Magog #1 Review

Writer: Keith Giffen
Artist: Howard Porter
Publisher: DC Comics

He’s a marine who was critically injured, repaired by a pseudo-god and enhanced in the process. He became a member of the Justice Society, but not a popular one. Thing is he’s military trained, not ‘Hero must not kill’ trained. This sets up collisions with not only his team-mates, but the baddest bads in the DC Universe, in theatres of war across the globe, and closer to home.

With the huge number of characters featured in JSA, Magog has not had much of a chance to be fleshed out. Things are started to be resolved on that front here, and Giffen begins to show us what rules Magog lives by. He brutally takes out young soldiers guiding the living dead of a massacred Sudanese village through the jungle, and, closer to home, trains up a friend to protect herself from her violent partner.

Aided and abetted by his former military colleague, Magog has so many wrongs he feels are going unchecked by his super-powered peers, he even goes as far as using an iPod based random mission selector to choose his next destination.

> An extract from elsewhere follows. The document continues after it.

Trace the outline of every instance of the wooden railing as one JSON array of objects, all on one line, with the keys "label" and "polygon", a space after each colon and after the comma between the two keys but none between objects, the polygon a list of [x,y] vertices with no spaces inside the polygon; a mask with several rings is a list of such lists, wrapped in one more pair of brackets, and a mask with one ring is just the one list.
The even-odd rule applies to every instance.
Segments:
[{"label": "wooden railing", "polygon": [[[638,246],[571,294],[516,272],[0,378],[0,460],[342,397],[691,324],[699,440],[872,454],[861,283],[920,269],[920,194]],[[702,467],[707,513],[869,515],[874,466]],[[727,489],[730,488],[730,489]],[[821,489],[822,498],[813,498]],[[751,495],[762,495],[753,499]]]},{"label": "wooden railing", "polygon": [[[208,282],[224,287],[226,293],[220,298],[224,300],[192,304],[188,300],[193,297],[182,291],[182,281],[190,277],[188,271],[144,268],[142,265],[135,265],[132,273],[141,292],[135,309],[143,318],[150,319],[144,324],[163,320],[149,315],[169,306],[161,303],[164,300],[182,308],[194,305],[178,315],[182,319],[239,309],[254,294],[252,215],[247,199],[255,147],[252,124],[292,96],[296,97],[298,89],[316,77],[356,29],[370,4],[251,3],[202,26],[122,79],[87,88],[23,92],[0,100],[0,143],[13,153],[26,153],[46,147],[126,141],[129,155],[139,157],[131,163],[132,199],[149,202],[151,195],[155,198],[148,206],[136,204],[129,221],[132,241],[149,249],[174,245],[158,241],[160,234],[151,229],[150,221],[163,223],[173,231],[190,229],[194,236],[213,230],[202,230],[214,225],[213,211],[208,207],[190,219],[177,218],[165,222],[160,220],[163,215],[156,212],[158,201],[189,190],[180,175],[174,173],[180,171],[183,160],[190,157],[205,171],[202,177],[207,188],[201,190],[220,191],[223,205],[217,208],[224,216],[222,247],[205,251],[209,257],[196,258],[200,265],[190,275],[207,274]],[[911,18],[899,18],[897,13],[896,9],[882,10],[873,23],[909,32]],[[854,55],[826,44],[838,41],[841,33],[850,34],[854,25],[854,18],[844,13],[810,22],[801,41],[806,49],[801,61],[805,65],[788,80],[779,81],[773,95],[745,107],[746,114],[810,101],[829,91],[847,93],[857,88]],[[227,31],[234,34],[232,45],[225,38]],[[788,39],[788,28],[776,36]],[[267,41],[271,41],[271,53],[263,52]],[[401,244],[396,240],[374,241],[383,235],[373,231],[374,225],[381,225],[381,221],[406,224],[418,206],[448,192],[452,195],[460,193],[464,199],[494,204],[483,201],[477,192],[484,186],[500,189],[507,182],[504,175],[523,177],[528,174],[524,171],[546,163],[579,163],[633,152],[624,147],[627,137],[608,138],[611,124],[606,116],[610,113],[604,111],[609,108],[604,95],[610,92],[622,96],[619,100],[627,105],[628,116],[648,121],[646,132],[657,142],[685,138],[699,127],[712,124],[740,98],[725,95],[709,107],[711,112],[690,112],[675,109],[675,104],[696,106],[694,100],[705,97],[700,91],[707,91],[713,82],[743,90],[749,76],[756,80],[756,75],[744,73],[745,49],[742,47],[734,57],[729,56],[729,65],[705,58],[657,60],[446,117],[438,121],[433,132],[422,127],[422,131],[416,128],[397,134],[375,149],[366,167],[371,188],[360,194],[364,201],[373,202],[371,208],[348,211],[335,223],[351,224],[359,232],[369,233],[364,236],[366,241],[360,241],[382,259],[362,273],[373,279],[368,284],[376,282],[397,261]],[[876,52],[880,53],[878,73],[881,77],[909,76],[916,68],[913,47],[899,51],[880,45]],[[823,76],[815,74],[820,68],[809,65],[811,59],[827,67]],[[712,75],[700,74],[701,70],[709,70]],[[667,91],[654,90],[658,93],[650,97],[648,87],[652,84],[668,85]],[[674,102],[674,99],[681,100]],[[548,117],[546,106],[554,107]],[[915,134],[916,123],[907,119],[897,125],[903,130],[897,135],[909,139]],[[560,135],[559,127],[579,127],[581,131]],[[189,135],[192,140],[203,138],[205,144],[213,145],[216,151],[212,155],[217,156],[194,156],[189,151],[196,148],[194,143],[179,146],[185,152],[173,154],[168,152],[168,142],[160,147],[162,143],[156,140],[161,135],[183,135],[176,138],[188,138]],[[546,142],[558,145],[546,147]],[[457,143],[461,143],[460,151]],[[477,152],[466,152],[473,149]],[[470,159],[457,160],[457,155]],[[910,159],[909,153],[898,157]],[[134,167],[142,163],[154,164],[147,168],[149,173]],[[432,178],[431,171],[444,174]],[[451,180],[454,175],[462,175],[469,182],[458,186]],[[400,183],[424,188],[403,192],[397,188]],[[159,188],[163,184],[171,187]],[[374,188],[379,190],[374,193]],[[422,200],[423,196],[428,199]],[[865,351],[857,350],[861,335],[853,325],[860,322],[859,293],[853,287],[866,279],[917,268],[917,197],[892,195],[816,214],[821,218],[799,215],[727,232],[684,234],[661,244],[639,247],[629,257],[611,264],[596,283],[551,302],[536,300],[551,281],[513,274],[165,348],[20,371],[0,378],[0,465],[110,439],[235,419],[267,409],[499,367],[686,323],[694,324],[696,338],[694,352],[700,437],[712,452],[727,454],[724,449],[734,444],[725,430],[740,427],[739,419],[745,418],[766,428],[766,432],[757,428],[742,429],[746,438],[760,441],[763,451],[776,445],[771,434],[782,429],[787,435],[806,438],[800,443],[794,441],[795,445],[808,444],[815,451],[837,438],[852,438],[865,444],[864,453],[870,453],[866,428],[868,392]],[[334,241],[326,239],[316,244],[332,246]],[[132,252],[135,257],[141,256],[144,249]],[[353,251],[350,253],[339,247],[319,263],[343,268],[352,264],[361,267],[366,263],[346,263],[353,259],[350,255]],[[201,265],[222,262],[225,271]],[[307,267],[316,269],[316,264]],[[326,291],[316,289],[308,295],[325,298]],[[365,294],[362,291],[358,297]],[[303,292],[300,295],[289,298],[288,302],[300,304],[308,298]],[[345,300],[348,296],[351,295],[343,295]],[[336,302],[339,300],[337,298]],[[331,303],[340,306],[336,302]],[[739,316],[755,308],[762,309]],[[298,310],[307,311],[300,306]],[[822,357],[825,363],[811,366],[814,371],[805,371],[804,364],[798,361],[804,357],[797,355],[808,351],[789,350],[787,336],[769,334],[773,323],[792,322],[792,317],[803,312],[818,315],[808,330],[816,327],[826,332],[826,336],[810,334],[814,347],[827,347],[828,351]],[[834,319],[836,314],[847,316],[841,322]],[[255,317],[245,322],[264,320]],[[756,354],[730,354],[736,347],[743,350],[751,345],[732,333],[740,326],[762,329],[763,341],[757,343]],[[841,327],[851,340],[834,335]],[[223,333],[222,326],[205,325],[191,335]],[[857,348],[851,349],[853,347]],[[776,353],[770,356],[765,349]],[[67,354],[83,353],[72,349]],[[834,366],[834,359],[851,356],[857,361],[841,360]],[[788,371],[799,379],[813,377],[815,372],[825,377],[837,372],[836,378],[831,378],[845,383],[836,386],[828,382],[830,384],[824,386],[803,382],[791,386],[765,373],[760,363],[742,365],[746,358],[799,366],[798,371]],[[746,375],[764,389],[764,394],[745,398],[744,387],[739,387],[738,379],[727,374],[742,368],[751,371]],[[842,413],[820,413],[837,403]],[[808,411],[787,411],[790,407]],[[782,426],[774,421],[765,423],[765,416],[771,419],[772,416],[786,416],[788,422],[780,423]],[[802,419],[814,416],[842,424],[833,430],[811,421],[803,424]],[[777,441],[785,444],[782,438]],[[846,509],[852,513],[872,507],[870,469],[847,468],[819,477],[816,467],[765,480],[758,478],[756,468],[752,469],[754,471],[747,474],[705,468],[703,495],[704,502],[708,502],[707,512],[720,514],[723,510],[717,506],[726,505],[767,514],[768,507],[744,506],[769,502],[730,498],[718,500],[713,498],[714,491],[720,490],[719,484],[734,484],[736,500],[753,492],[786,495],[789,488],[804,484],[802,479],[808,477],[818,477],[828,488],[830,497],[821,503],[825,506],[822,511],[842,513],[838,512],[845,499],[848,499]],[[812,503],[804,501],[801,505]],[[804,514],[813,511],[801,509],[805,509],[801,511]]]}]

Giffen weaves into the tale details of a hi-tech arms dealer (a perfect military based story) who matches Magog’s brutality, but with less discrimination.

Magog is off to a good start, and it’s nice to see DC willing to attempt to vary their line-up by having a character at the “Punisher” end of the Good-guy scale, rather than so many of their characters having similar moralities. I’m looking forward to future issues.